Aracılık: Birbirleri ile çok uzaktan ilişkisi olan olayları ve olguları bazı ortak özellikler bularak birbirine bağlama, birbirleri ile uzlaştırma yani gerekli çağrışım elemanlarının, ortak öğeleri aracılığı ile akla gelmesini sağlama çağrışımın işleyişi için son derece önemlidir (Arık, 1987).

35

Çağrışımcı kuramın eleştirilen yönü, eski idea ve birikimlerle bağlantılı olarak düşünülmesidir. Oysa yaratıcılık yeteneği, bilinenden ve kurulmuş bağıntılardan sıyrılıp, spontan ve yaratıcı bir edimle büsbütün yeni bağlantılar kurar. Yaratıcı edim, yeni bir şey meydana getirmekle kalmayıp, bilinen bir şeye indirgenemeyen, eski malzeme ile yeniden kurulamayan bir şeyler meydana getirir (Vexliard, 1966; Akt, Öncü, 1989).

2.2.3.5. Algısal Kuram

Ernest Schachtel; “Metamorphosis,1959” adlı kitabında algısal bir yaratıcı süreç kavramı geliştirdi. Ona göre yaratıcılık için, güdülenme, dış dünyayla ilişki kurma gereksiniminde yatar. Yaratıcılık, bir objeye değişik ve farklı görüş açılarından yaklaşabilmeye olanak sağlayan algısal bir açlıktan doğar. Bu algısal eylem geleneksel kurallar ile sınırlandırılamayacağı için de yeterince özgür, bunun sonucu olarak da özgündür (Sungur,1997).

2.2.3.6. Bilişsel Gelişimsel Kuram

Bu kurama göre, bilmeye ve kavramaya ilişkin yaklaşımda yaratıcılık; eşanlamlı ve zıt anlamlı düşünülerek bilgileri düzenlemede akıcılık, problem çözmede esneklik ve iki durumda da meydana getirilen ürünlerdeki özgürlüktür (Guilford, 1968 ; Akt, Cengizhan, 1997). David Feldman bilişsel gelişimsel kuramı geliştirmiştir. Feldman, Piaget’in bilişel gelişim basamakları ile yaratıcı başarı arasında benzerlik kurmuştur. Bunlar:

 Çözüme tepki çoğu kez sürprizlerden biridir.

 Çözüm bir kez başarıldı mı, net bir şekilde görülür.

 Sorun üzerinde çalışmada genelde çözüme doğru çekilme duygusu yaşanır.

 Çözüm bir kez başarıldı mı önemini yitirir.

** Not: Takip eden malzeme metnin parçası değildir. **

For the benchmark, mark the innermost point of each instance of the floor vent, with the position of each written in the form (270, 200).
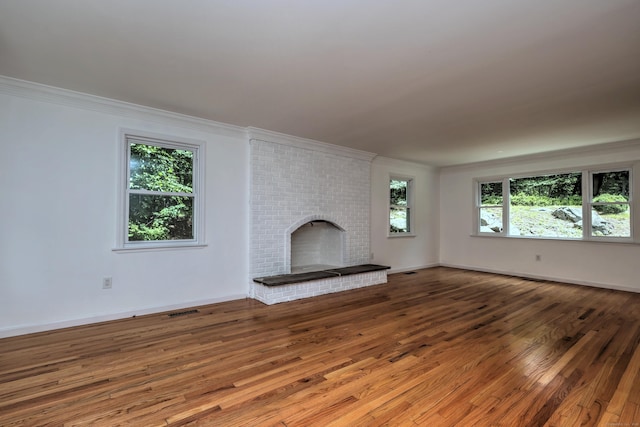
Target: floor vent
(182, 313)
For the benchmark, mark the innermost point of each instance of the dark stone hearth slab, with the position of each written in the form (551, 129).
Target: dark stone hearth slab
(287, 279)
(358, 269)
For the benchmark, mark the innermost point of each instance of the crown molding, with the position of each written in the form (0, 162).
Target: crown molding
(257, 134)
(69, 98)
(391, 162)
(567, 153)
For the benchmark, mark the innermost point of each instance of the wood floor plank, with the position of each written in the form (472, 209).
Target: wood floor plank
(440, 347)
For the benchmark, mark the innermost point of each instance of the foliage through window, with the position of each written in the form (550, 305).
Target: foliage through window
(609, 202)
(490, 208)
(558, 205)
(400, 206)
(546, 206)
(161, 195)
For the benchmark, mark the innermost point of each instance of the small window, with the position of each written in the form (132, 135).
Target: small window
(162, 194)
(400, 206)
(610, 204)
(490, 207)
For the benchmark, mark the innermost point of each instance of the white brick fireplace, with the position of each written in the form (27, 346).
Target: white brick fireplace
(316, 189)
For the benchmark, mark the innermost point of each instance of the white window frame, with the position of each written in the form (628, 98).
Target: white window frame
(588, 204)
(478, 207)
(587, 183)
(409, 208)
(198, 149)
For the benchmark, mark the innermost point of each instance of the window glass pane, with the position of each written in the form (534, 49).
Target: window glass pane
(611, 224)
(546, 206)
(491, 193)
(610, 214)
(160, 218)
(611, 183)
(398, 192)
(491, 220)
(399, 206)
(162, 169)
(398, 220)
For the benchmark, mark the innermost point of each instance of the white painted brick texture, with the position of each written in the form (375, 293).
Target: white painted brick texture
(290, 184)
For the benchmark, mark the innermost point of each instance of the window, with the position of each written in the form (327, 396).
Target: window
(162, 195)
(490, 207)
(609, 203)
(587, 204)
(546, 206)
(400, 206)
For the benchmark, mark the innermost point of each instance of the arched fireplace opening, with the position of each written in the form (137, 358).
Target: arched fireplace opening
(317, 245)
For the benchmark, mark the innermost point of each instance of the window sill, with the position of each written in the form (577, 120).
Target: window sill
(154, 248)
(622, 240)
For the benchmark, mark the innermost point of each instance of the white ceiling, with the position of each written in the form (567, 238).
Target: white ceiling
(434, 81)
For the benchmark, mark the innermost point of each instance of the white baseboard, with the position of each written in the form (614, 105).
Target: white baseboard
(544, 277)
(33, 328)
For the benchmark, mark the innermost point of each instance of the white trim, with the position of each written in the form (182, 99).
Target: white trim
(199, 180)
(81, 321)
(569, 153)
(84, 101)
(391, 162)
(256, 134)
(586, 173)
(410, 180)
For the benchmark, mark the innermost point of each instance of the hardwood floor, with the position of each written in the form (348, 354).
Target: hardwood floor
(441, 347)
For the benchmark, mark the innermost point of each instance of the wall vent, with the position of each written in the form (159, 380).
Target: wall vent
(182, 313)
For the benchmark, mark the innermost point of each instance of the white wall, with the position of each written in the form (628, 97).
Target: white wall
(610, 265)
(58, 163)
(405, 253)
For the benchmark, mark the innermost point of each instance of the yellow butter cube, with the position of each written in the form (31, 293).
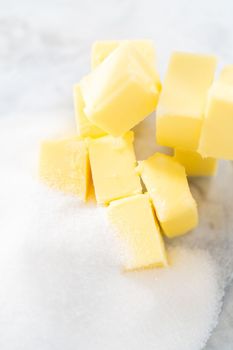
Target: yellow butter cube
(195, 164)
(102, 49)
(64, 164)
(84, 126)
(113, 168)
(181, 106)
(226, 75)
(166, 182)
(136, 225)
(217, 132)
(120, 92)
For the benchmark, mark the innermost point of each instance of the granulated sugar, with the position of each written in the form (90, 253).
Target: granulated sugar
(61, 286)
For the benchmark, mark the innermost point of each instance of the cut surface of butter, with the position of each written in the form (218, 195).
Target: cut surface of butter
(120, 92)
(195, 164)
(113, 165)
(102, 49)
(84, 126)
(135, 223)
(226, 75)
(217, 132)
(167, 185)
(64, 164)
(182, 101)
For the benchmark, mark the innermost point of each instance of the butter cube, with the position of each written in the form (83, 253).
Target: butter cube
(120, 92)
(166, 182)
(181, 106)
(64, 164)
(136, 225)
(113, 168)
(102, 49)
(217, 133)
(84, 126)
(195, 164)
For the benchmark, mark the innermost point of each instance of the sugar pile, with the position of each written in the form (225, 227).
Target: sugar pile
(60, 282)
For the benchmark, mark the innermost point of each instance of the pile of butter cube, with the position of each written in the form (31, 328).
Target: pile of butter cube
(194, 116)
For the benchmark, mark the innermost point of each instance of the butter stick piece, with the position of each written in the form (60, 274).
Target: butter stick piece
(64, 165)
(167, 185)
(113, 165)
(120, 92)
(180, 110)
(135, 223)
(84, 126)
(195, 164)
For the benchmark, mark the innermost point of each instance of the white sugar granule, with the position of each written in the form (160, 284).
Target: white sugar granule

Bilişsel gelişim kuramına göre eğitimin amacı; icatçı, keşif yapabilen ve yaratıcı düşünebilen bireylerin yetiştirilmesidir. Piaget’ e göre ise eğitimin en temel

36

amacı; yeni şeyler yapma yeteneğine sahip bireyler yaratmaktır, bu bağlamda diğer kuşakların yaptıklarını tekrarlamaktan öteye geçemeyen bireyler değil; yaratıcı, icat edici, keşfedici insanlar yetiştirmektir. Eğitimin ikinci amacı ise eleştiren, doğruyu araştırabilen, sunulan her şeyi hemen kabul etmeyen beyinler oluşturmaktır (Piaget, 1964; Akt, Erdoğdu, 2005).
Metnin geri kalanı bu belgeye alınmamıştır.